Real-Life Attack: Hacking an MFP

I was recently on an internal network penetration test where I was placed on a subnet with very little action—no typical user credentials floating around for me to intercept for a quick win, no weak devices, and very few hosts within my immediate grasp.

In situations like this, penetration testers are forced to the more traditional, oftentimes harder, workflow of enumerating the environment, scanning for open ports, running services across the network, and leveraging an exploit or escalation.

At this point, I started port scanning other subnets. What came back were the usual suspects like web servers, FTP servers, SSH, and a host of Windows services that were running. I like to visit web servers specifically, because oftentimes they’ll be hosting services that were never hardened before deployment, and therefore are configured to allow administrator access via default credentials. Printers and IoT devices are notorious for this.
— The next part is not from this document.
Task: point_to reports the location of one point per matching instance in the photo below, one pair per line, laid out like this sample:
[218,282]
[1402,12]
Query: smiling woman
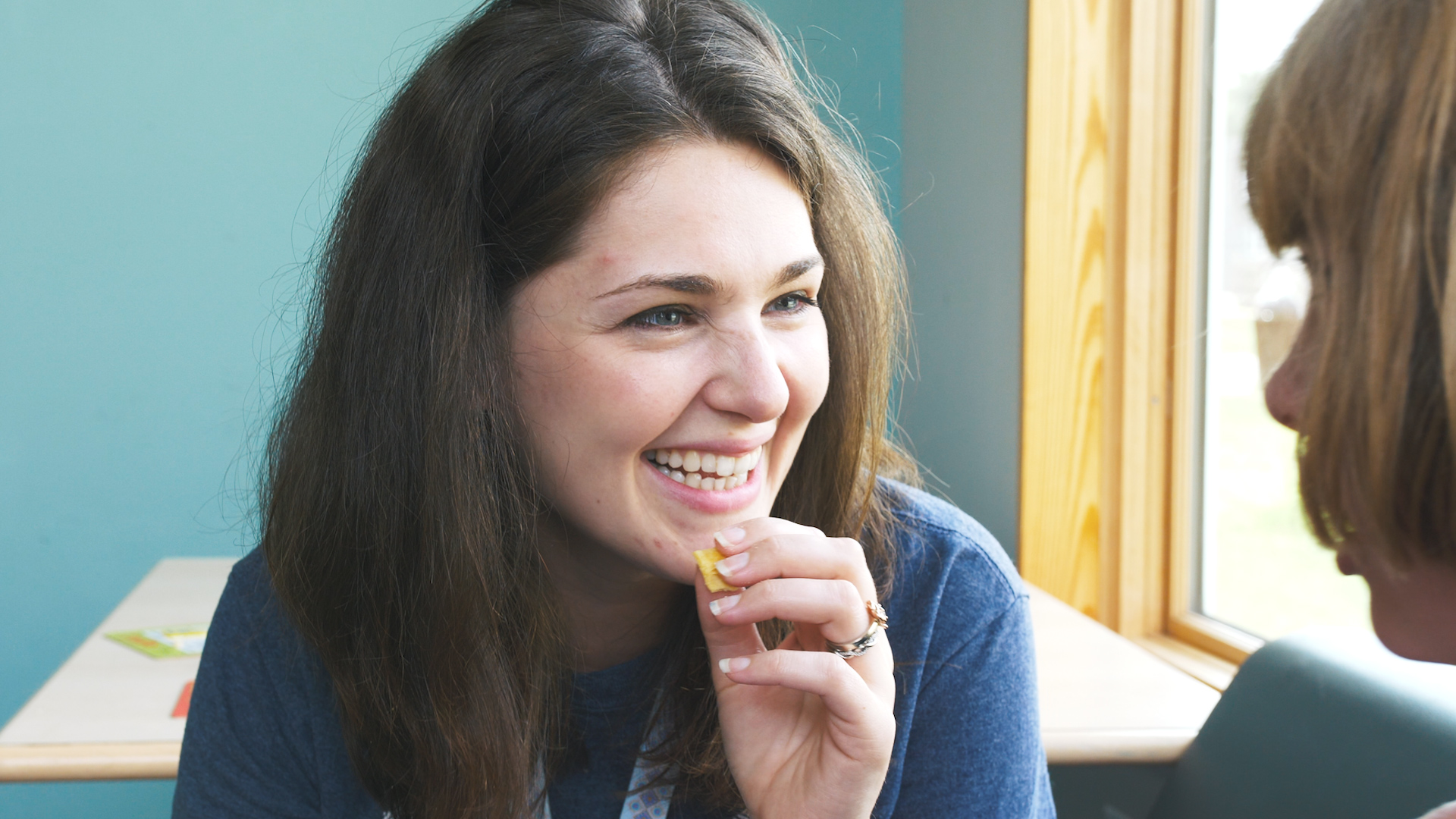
[604,292]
Sure enough, I found several MFP devices that were never adequately hardened, allowing me to log in to their administrative interfaces via web browser:

These specific MFPs had a robust set of configuration options and features, which got me thinking that there must be a write-up or other research detailing ways to manipulate the device for malicious intent.
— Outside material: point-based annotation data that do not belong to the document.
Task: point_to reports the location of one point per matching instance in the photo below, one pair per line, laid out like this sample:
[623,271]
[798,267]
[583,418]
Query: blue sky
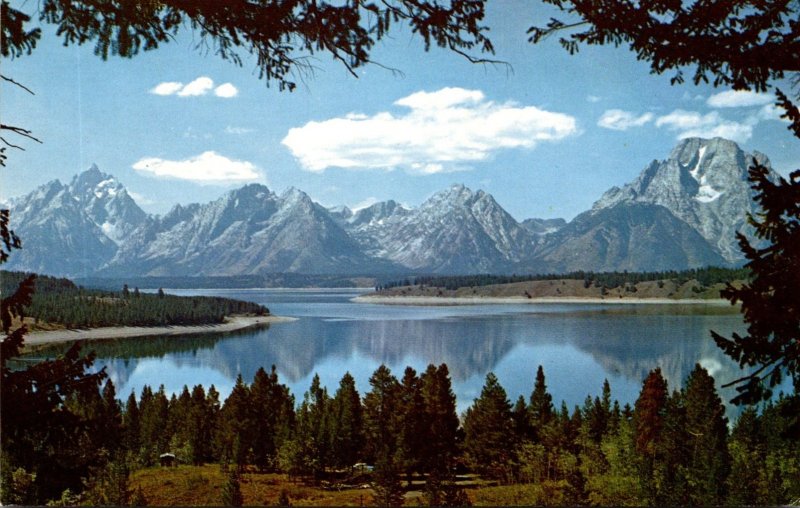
[545,138]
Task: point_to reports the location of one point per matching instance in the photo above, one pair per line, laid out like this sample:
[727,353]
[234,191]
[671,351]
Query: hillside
[59,303]
[565,288]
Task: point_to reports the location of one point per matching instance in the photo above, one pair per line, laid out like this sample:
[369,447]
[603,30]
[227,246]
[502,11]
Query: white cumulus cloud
[619,120]
[167,88]
[436,132]
[208,167]
[226,91]
[690,124]
[739,99]
[200,86]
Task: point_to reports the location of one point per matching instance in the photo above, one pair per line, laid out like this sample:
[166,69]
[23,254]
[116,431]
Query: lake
[579,345]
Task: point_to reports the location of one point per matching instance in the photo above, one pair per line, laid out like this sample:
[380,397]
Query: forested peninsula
[62,311]
[696,285]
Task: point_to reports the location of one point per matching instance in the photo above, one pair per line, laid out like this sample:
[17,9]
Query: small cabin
[168,460]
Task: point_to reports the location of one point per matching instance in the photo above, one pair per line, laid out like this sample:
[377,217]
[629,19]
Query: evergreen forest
[59,301]
[707,276]
[673,447]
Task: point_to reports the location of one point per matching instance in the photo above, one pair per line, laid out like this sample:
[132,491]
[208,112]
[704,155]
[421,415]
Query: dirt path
[482,300]
[119,332]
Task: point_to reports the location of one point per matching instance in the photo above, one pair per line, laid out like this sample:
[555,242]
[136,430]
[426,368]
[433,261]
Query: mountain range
[681,212]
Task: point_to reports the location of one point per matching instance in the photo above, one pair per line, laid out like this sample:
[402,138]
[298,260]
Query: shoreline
[231,324]
[441,301]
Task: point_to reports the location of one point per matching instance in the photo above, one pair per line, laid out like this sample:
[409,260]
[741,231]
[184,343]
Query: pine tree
[707,433]
[440,412]
[380,415]
[488,429]
[387,485]
[747,460]
[131,425]
[346,423]
[648,421]
[412,423]
[264,415]
[234,433]
[523,431]
[232,491]
[541,405]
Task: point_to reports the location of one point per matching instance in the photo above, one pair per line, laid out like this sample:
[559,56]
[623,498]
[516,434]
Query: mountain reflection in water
[578,344]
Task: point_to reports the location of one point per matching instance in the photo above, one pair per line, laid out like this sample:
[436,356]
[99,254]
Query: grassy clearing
[202,485]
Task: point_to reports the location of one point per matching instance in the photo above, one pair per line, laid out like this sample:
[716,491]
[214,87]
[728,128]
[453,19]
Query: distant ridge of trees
[706,276]
[61,301]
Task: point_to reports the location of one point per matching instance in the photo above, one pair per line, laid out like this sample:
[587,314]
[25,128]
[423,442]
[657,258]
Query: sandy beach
[120,332]
[484,300]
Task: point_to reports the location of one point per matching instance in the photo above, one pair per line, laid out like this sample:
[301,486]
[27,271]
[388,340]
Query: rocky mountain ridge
[681,212]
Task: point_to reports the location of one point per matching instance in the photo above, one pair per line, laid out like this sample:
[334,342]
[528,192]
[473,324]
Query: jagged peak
[90,178]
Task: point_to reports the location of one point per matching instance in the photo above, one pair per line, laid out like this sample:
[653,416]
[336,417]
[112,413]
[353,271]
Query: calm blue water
[578,345]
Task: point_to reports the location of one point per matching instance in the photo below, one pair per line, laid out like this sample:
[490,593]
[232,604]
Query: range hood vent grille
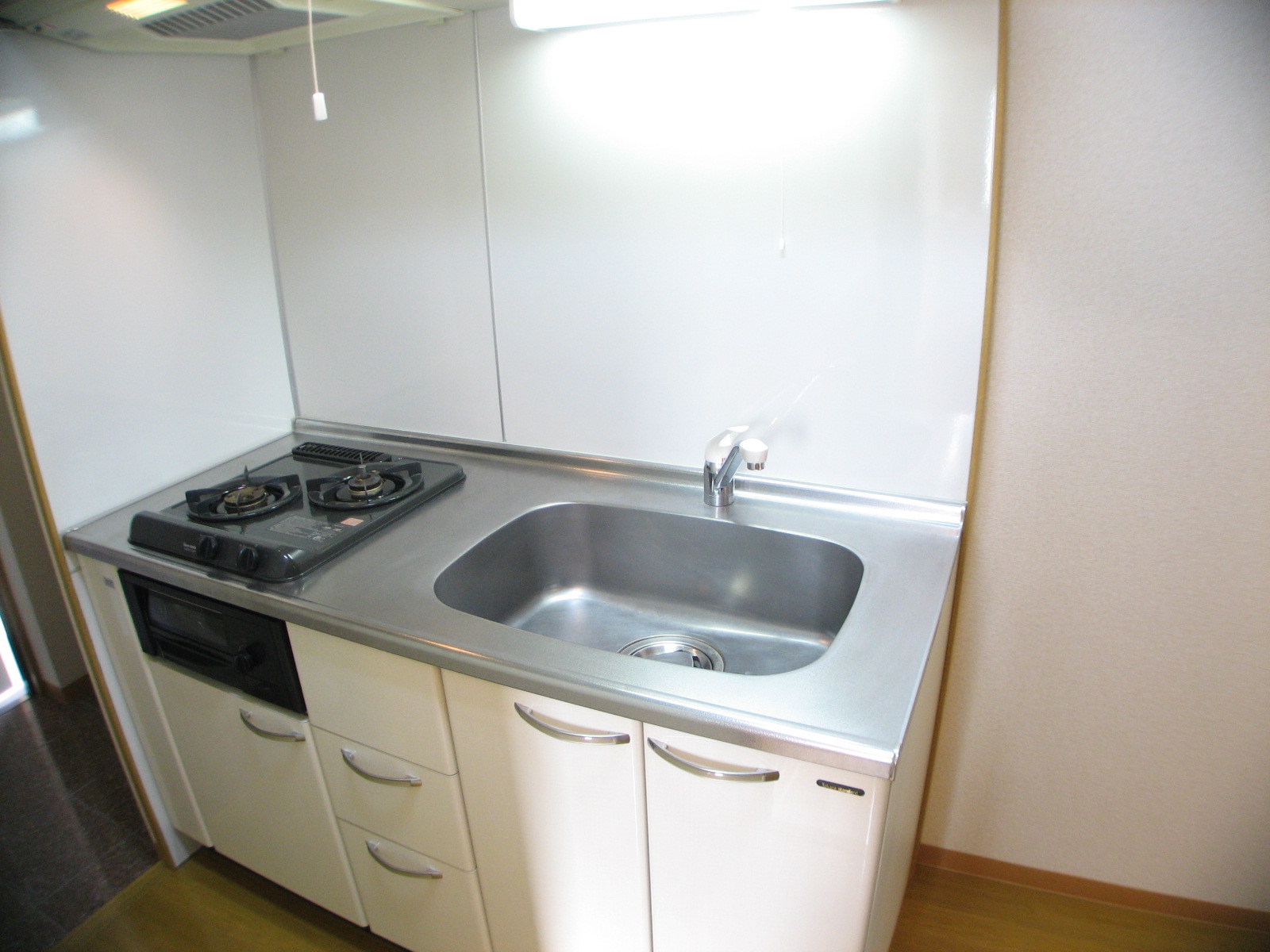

In short order, I came across a module in the Metasploit Framework (a ubiquitous penetration testing toolkit) that had been designed to retrieve plain text credentials from this specific device’s make and model via the management port, 50001, which hadn’t caught my attention during my initial port scan.

At this point, all I had to do was set the printer IP addresses and the administrator default credentials:

And after running the module across several of these MFPs, I was greeted with numerous sets of domain user credentials in plaintext. This was possible because of how the MFP stores address books that users can set on the device for frequently visited destinations internally via SMB, FTP, email, etc. The module uses this functionality to extract these stored account credentials that I could leverage during further testing, as in the image below.

I then accessed additional resources in the domain like any other basic user, since I was a domain user now.

It took no more than 30 minutes to go from my location after leveraging a misconfigured printer to becoming a domain administrator. And this was all because a printer’s password hadn’t been hardened before deployment.

Secure Your Systems, Prevent Attacks

So, how can you prevent these types of attacks?

  • Have a robust process that administrators must execute to harden devices like IP cameras, scanners, smart productivity devices (such as Amazon Echo), and even smart appliances such as refrigerators that connect to your network before deployment
  • Maintain a test environment that’s completely removed from the production network in order to test deployment configurations for adequate device security hardening
  • Do your homework on any device you plan to purchase for known security issues (including how robust their user support offerings are, etc.)
  • Practice Defense in Depth by ensuring that every layer of your network has adequate controls in place to prevent escalation by an attacker when another control malfunctions; there should be no single point of failure
  • Make sure you’re properly segmenting your network so any known vulnerable or legacy devices can only be accessed by those hosts with explicit rights to do so

Conclusion

While I leveraged one kind of MFP, there are hundreds of these devices of varying makes and models that are vulnerable to similar kinds of attacks—along with their very own exploits for all to use. When broadening this issue to the larger category of IoT devices in general, the attack surface is exponential. It may be easy to overlook the risks associated with these machines, but adequate preparation and security procedures must be implemented to prevent hackers from penetrating these seemingly risk-free devices.